You can surf the Net for information, and information is valuable, but information is not knowledge. Knowledge requires contemplation -- a slow absorption that combines information with experience. The danger of cyberspace is that it is an information cacophony that overwhelms the possibility of contemplation in the unsuspecting. Maria Muldaur pointed out to me how telling it is that we call it a "Net" and a "Web" -- "They're things you get caught in." And then, when you're caught, you're eaten. What is eaten is your capacity to contemplate -- exactly what the blank page and the silent piano demand. What is eaten is your ability to assert your own terms against the world that is trying to define you.

I have no hope, but I have faith. To say you need hope to live is to say you need an excuse to live. To say you have faith is to say you'll follow your heart no matter what. I expect mystery, and I'm never disappointed.
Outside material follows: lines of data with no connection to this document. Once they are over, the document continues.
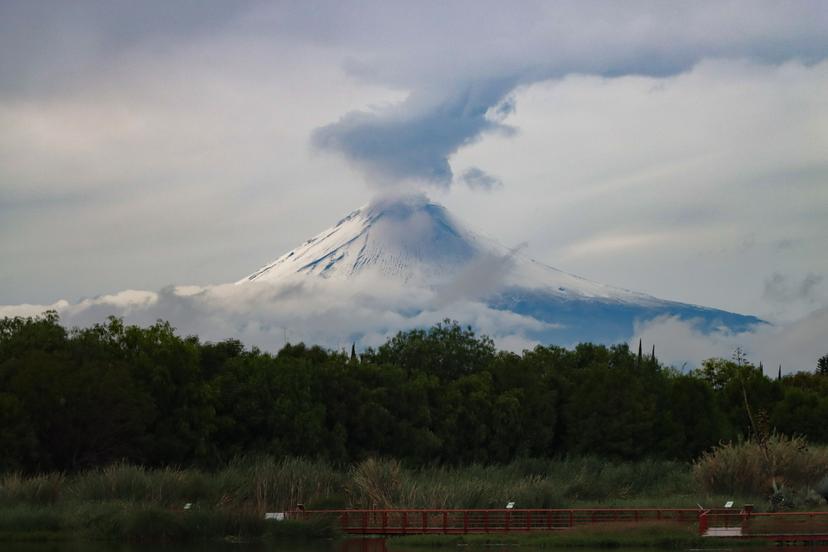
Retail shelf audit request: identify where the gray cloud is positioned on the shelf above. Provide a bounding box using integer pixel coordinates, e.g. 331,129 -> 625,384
302,1 -> 828,187
0,1 -> 251,98
433,244 -> 525,305
764,272 -> 824,305
459,167 -> 503,191
312,79 -> 517,187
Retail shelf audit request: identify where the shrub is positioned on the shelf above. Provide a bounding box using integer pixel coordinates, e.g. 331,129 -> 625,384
349,458 -> 402,509
0,472 -> 64,505
694,434 -> 828,495
0,505 -> 62,532
814,475 -> 828,501
117,506 -> 191,542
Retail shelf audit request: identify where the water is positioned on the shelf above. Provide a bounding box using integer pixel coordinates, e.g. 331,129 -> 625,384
0,543 -> 329,552
1,541 -> 812,552
0,540 -> 377,552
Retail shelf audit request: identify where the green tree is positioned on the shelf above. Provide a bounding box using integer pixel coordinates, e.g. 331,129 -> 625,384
818,354 -> 828,375
656,375 -> 726,459
693,357 -> 779,439
368,320 -> 495,381
772,387 -> 828,442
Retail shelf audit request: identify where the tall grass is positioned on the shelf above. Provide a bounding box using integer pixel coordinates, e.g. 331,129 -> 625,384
694,434 -> 828,495
0,455 -> 776,542
2,456 -> 704,513
2,457 -> 345,511
345,456 -> 699,509
0,472 -> 64,505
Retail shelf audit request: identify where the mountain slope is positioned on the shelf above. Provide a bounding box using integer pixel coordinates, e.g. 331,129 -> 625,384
239,195 -> 479,284
239,194 -> 764,344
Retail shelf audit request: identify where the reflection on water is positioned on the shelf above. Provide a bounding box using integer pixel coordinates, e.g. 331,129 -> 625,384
1,540 -> 359,552
5,541 -> 828,552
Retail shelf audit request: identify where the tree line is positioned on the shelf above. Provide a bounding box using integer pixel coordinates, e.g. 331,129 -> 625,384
1,312 -> 826,472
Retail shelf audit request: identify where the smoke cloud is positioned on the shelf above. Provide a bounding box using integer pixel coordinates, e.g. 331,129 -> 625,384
312,80 -> 518,187
305,1 -> 828,188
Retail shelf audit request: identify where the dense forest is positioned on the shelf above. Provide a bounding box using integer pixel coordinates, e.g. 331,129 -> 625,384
1,312 -> 827,473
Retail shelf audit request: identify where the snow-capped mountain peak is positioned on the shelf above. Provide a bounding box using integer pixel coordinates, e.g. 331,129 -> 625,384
239,194 -> 764,344
239,194 -> 481,284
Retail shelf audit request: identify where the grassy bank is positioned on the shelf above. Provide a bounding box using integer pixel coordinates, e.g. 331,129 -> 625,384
1,456 -> 758,512
0,502 -> 341,543
0,454 -> 813,543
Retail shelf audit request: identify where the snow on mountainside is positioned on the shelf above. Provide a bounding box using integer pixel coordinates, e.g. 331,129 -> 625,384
242,195 -> 648,300
239,195 -> 479,285
239,194 -> 764,344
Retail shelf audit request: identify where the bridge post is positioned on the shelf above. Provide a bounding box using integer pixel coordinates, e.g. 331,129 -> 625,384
699,511 -> 708,536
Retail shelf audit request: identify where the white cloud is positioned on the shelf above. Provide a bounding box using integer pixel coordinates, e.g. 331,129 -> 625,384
0,37 -> 403,304
3,278 -> 824,373
0,278 -> 551,354
632,307 -> 828,374
446,59 -> 828,319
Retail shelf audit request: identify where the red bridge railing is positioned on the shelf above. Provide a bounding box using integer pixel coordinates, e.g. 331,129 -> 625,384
288,508 -> 701,535
700,510 -> 828,542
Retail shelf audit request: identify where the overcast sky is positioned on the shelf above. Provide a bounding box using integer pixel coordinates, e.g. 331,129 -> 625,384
2,1 -> 827,350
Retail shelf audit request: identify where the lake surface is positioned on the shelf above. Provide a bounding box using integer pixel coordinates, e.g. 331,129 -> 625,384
4,541 -> 821,552
0,541 -> 350,552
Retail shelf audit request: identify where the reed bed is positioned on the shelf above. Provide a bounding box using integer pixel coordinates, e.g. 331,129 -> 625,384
0,454 -> 797,542
0,455 -> 752,512
345,456 -> 717,509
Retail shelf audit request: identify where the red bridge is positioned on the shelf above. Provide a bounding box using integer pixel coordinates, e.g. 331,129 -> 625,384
289,507 -> 699,535
288,507 -> 828,542
700,510 -> 828,543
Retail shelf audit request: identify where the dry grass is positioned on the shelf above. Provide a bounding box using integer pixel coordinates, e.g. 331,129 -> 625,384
694,435 -> 828,495
0,454 -> 758,516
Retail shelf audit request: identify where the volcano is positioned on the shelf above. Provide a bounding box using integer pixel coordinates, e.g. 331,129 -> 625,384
238,194 -> 763,344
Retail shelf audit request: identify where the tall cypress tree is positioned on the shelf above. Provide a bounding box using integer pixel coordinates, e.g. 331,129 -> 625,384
637,339 -> 642,369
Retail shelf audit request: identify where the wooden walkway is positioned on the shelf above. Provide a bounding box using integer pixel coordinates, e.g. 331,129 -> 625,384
287,507 -> 828,542
699,510 -> 828,543
289,507 -> 699,535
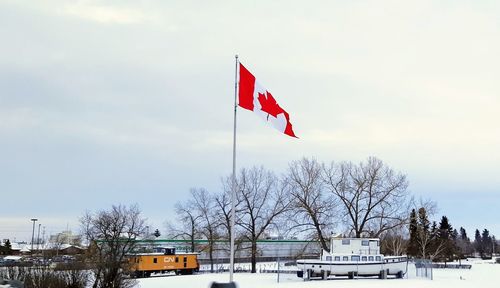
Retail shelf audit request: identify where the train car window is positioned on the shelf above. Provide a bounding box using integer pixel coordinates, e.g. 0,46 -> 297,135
376,256 -> 381,261
343,256 -> 349,261
334,256 -> 340,261
369,256 -> 374,261
351,255 -> 360,261
183,257 -> 187,262
361,256 -> 367,261
153,258 -> 157,264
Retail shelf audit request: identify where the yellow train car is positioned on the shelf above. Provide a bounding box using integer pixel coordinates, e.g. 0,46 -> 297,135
128,247 -> 199,278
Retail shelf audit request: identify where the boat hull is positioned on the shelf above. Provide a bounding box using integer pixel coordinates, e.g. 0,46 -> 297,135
296,257 -> 407,278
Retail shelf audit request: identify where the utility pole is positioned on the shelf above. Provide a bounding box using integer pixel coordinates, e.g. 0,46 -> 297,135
37,223 -> 41,251
42,226 -> 46,258
42,226 -> 46,246
30,218 -> 38,255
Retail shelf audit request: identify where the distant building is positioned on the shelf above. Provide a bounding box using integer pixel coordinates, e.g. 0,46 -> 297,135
6,234 -> 85,256
59,245 -> 85,255
49,230 -> 81,246
9,242 -> 29,255
134,239 -> 321,263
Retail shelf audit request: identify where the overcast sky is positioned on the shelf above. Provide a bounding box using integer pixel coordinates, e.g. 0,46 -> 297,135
1,0 -> 499,242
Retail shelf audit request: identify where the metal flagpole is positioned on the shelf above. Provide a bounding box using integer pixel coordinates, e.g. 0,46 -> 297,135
230,54 -> 239,282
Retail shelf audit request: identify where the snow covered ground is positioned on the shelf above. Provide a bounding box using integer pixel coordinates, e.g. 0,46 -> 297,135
137,258 -> 500,288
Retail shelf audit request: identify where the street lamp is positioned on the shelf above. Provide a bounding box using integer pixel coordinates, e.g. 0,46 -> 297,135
30,218 -> 38,254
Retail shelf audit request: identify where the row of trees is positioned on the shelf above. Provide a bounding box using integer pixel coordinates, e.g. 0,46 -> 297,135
407,208 -> 457,261
166,157 -> 413,273
2,159 -> 495,286
405,207 -> 496,262
168,157 -> 498,270
474,228 -> 496,258
0,205 -> 147,288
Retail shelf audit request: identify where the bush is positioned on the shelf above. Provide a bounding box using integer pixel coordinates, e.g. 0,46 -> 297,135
0,264 -> 89,288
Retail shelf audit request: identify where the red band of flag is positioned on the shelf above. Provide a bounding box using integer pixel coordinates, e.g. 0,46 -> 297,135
238,63 -> 297,138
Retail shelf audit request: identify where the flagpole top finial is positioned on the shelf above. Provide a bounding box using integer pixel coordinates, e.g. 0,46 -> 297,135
235,54 -> 238,59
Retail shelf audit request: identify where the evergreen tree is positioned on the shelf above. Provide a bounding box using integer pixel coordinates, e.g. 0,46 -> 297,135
5,239 -> 11,250
430,221 -> 438,242
416,207 -> 431,258
457,227 -> 472,257
438,216 -> 452,239
428,221 -> 441,259
153,229 -> 161,238
460,227 -> 468,241
492,236 -> 497,256
407,208 -> 419,257
482,229 -> 492,257
437,216 -> 456,262
0,239 -> 12,255
474,229 -> 484,257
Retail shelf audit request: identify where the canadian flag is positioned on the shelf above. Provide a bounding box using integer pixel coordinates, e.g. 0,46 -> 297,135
238,63 -> 297,138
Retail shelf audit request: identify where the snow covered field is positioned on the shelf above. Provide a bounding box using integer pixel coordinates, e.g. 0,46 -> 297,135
137,259 -> 500,288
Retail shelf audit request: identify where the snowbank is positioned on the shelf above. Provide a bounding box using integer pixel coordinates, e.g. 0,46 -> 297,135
137,259 -> 500,288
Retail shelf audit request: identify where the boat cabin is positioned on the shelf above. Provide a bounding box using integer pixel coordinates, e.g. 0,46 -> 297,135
330,238 -> 380,255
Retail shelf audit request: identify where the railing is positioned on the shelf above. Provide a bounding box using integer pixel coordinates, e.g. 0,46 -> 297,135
431,263 -> 471,269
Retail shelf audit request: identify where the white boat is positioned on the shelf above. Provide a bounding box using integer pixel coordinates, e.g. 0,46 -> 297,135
296,237 -> 407,279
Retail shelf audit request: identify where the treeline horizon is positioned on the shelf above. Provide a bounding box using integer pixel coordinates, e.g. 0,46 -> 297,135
164,156 -> 497,272
1,157 -> 497,269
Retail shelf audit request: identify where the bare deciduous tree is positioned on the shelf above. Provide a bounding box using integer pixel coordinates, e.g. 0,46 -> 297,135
213,175 -> 247,263
52,234 -> 65,257
323,157 -> 410,237
80,204 -> 146,288
286,158 -> 337,252
165,200 -> 203,253
237,166 -> 292,273
380,225 -> 408,256
215,176 -> 243,242
190,188 -> 220,272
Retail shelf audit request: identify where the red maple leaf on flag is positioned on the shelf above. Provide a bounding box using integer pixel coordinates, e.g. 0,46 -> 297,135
257,91 -> 284,118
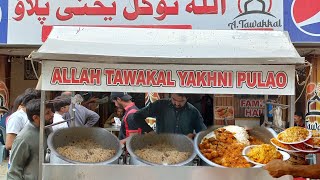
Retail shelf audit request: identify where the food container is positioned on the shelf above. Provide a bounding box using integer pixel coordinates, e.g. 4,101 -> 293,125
47,127 -> 123,164
194,126 -> 277,167
126,133 -> 196,166
242,145 -> 291,166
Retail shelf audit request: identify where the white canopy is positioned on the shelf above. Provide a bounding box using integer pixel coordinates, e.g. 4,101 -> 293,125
31,26 -> 304,65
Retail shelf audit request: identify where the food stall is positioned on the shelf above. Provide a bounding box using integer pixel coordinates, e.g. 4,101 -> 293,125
30,27 -> 304,180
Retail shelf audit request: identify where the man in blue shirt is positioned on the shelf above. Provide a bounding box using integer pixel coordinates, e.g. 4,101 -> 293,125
133,93 -> 206,139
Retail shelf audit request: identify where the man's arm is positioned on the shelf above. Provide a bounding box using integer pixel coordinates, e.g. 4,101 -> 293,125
84,109 -> 100,127
81,97 -> 99,108
289,164 -> 320,179
6,115 -> 24,150
7,140 -> 30,180
133,105 -> 154,133
264,159 -> 320,178
193,109 -> 207,133
105,113 -> 116,125
5,133 -> 16,150
79,105 -> 100,127
118,121 -> 126,140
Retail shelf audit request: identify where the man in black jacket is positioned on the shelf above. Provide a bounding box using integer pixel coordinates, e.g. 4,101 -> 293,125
133,93 -> 206,139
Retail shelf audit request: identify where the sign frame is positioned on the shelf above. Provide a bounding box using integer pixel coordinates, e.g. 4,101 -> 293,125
41,61 -> 295,95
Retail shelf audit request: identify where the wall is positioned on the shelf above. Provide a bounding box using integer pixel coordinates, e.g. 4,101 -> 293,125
302,54 -> 320,165
304,55 -> 320,127
9,56 -> 38,108
214,95 -> 288,126
0,55 -> 10,128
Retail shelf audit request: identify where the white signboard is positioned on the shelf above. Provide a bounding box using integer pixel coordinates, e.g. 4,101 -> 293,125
7,0 -> 283,44
42,61 -> 295,95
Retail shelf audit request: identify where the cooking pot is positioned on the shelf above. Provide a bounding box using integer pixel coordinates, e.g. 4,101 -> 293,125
126,133 -> 196,166
47,127 -> 123,164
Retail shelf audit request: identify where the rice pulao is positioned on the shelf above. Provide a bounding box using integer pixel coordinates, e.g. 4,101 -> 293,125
56,139 -> 116,163
134,143 -> 190,165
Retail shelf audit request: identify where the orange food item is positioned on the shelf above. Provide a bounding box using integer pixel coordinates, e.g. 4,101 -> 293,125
270,138 -> 294,150
291,143 -> 319,151
214,107 -> 234,119
306,138 -> 320,147
199,129 -> 263,168
249,136 -> 264,145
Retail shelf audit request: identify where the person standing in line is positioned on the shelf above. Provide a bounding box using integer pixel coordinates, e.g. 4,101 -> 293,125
52,96 -> 71,132
7,99 -> 54,180
2,94 -> 24,144
10,94 -> 25,115
6,90 -> 40,150
61,91 -> 100,127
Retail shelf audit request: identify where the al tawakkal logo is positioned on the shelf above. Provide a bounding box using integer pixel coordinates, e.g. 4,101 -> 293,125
305,83 -> 320,130
228,0 -> 282,30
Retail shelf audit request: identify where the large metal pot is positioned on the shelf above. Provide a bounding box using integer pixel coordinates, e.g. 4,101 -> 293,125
126,133 -> 196,166
47,127 -> 123,164
194,126 -> 277,167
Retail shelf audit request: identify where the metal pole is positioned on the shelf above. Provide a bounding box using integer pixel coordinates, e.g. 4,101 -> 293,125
264,95 -> 268,125
45,118 -> 72,128
288,95 -> 295,127
39,90 -> 46,179
70,91 -> 75,127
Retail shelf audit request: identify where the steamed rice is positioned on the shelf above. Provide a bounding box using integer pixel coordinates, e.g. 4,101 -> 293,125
56,139 -> 116,163
135,143 -> 190,165
223,125 -> 250,145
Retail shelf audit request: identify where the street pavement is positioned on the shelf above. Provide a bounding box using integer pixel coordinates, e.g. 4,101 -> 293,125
0,159 -> 8,180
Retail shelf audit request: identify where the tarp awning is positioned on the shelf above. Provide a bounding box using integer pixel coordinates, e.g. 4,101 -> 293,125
31,26 -> 304,65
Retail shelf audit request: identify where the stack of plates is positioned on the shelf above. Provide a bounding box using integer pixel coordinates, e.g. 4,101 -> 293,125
271,127 -> 319,153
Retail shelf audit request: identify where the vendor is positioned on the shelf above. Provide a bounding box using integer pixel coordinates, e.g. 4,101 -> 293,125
110,92 -> 149,143
133,93 -> 207,139
104,107 -> 124,127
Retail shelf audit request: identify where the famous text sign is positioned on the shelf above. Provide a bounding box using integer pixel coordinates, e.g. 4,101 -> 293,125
240,99 -> 264,117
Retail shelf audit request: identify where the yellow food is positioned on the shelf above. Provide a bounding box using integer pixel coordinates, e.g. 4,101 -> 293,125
311,130 -> 320,138
278,127 -> 309,143
247,144 -> 283,164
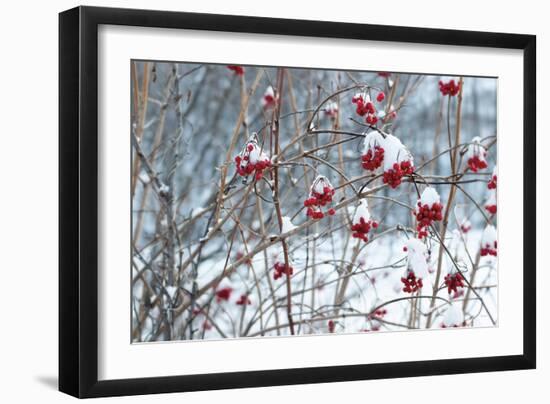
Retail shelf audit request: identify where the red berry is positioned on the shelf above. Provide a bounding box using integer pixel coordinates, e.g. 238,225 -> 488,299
227,65 -> 244,75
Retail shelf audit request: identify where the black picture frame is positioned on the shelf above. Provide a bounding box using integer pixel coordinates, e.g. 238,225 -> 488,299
59,5 -> 536,398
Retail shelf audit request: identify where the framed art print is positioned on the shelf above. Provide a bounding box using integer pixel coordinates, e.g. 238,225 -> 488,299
59,6 -> 536,398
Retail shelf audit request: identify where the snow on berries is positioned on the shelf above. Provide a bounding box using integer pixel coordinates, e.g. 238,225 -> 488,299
444,231 -> 466,294
485,189 -> 497,215
441,303 -> 465,328
273,261 -> 294,280
234,138 -> 271,181
488,165 -> 497,189
439,79 -> 461,96
381,134 -> 415,188
414,187 -> 443,239
324,101 -> 339,120
401,238 -> 430,293
459,219 -> 472,234
261,86 -> 277,109
480,225 -> 498,257
227,65 -> 244,75
304,175 -> 336,219
466,136 -> 488,172
361,131 -> 385,171
351,199 -> 378,243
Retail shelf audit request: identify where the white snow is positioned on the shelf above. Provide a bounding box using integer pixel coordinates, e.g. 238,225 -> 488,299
352,199 -> 371,224
247,143 -> 269,165
353,92 -> 370,103
405,238 -> 430,279
264,85 -> 274,98
261,86 -> 275,107
419,187 -> 440,206
281,216 -> 297,234
485,189 -> 497,207
138,173 -> 150,184
459,218 -> 471,231
466,136 -> 487,161
311,175 -> 332,195
362,131 -> 384,154
447,229 -> 466,274
442,303 -> 464,327
325,101 -> 338,114
481,224 -> 497,247
158,183 -> 170,194
382,134 -> 414,171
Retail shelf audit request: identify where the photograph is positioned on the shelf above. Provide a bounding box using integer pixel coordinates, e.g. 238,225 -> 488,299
130,61 -> 498,342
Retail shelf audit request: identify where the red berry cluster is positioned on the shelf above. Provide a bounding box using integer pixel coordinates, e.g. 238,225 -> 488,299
485,203 -> 497,215
351,217 -> 378,243
401,270 -> 423,293
352,94 -> 375,116
452,289 -> 465,300
467,154 -> 488,172
263,93 -> 275,108
439,79 -> 461,96
351,92 -> 385,126
361,145 -> 385,171
273,262 -> 294,280
481,241 -> 498,257
418,228 -> 430,239
444,272 -> 465,294
262,86 -> 277,109
328,320 -> 335,333
415,201 -> 443,238
236,294 -> 252,305
383,161 -> 414,188
304,179 -> 336,220
215,287 -> 233,303
227,65 -> 244,75
368,308 -> 387,320
488,173 -> 497,190
234,142 -> 271,181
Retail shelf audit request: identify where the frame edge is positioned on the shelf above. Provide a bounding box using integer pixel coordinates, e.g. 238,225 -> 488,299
58,5 -> 81,398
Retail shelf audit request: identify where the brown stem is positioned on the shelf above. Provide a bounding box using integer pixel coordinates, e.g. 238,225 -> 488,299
426,77 -> 464,329
271,68 -> 295,335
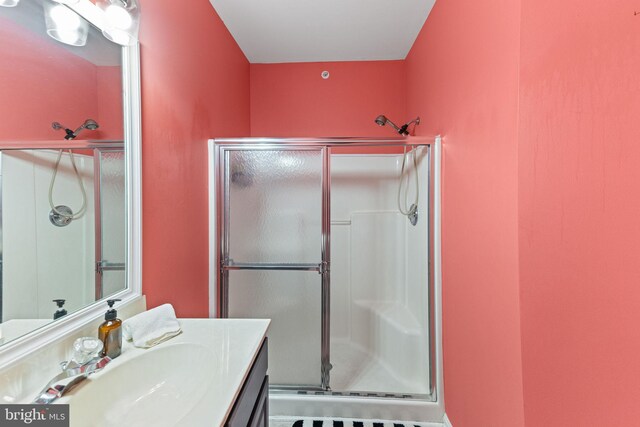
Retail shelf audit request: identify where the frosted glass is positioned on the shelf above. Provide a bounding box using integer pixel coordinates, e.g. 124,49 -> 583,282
98,150 -> 126,298
227,150 -> 322,264
228,270 -> 322,387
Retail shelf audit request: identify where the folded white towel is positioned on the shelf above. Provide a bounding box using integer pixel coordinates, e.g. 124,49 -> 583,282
123,304 -> 182,348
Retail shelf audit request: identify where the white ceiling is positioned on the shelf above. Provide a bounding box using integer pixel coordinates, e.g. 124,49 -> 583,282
209,0 -> 436,64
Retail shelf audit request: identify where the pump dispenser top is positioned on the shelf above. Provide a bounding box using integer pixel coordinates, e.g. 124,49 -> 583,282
53,299 -> 67,320
105,299 -> 120,320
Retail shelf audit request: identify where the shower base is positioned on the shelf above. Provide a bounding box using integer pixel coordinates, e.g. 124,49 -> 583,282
269,392 -> 442,423
269,417 -> 445,427
329,340 -> 423,395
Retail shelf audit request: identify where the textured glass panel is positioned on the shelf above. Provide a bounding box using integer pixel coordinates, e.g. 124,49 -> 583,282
99,150 -> 126,298
227,150 -> 322,264
228,270 -> 322,387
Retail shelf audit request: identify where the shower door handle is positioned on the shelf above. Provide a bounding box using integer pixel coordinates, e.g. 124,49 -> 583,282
96,261 -> 125,274
222,262 -> 323,273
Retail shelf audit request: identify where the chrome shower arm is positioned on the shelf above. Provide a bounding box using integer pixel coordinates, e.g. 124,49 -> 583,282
384,118 -> 403,133
52,119 -> 99,140
374,115 -> 421,136
51,122 -> 75,140
398,117 -> 421,136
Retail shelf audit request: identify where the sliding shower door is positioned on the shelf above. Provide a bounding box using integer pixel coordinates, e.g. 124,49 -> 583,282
220,147 -> 330,389
94,149 -> 126,301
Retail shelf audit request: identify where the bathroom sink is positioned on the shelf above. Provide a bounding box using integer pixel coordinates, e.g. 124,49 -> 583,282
22,319 -> 271,426
65,342 -> 218,427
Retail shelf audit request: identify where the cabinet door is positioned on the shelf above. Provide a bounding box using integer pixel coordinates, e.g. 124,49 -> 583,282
225,340 -> 268,427
249,377 -> 269,427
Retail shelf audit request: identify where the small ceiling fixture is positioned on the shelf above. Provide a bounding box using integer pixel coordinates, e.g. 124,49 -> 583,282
96,0 -> 140,46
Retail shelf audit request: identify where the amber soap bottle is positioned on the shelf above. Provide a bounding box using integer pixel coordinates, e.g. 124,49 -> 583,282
99,299 -> 122,359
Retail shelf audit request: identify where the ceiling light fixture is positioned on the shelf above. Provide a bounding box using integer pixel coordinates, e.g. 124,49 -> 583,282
43,0 -> 89,46
96,0 -> 140,46
0,0 -> 19,7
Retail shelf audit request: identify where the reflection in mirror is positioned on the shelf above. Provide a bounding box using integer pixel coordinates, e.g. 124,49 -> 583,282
0,1 -> 127,346
0,0 -> 122,142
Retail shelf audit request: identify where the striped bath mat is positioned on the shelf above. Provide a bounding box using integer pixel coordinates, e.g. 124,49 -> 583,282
292,421 -> 422,427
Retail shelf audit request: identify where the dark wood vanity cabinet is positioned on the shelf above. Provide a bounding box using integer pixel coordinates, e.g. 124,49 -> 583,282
225,339 -> 269,427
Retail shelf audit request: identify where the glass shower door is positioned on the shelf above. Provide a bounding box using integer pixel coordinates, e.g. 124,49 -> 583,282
94,149 -> 126,300
221,147 -> 329,389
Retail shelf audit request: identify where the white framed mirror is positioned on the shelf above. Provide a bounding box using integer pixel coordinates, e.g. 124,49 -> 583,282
0,0 -> 141,368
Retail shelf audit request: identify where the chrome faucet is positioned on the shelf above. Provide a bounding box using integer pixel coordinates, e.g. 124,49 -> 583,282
33,356 -> 111,404
33,338 -> 111,404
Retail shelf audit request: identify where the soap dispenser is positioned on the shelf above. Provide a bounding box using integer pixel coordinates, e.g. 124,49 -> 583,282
53,299 -> 67,320
99,299 -> 122,359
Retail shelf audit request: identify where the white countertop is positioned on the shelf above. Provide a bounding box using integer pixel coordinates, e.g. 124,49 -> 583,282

Here is a reason for faith and a just measure of the dangers that we face. It was my privilege to have as a student Morgan Whirledge, 15 years old. That he can write as he writes, and make music as he makes music (using computers as well as his piano) is part of my faith; and his vision alerts me to the danger:

"What's in? Why? The image, the look, the personality, the surface. It's in you, whether subconsciously or consciously, it's there. I think everyone knows and deals with this every day, minute, second of their lives." He goes on to speak of children assaulted by television, media, technology, abuse, ignorance, disrespect, and then he writes: "And so the kid sits, silent, in a mess of artificially inseminated thought. A shattered life around him, as easy to break as a mirror. He grows and eventually sees himself. A reflection. He is holding a sledgehammer, given to him by his world. It is for mending the shattered pieces of fragile glass."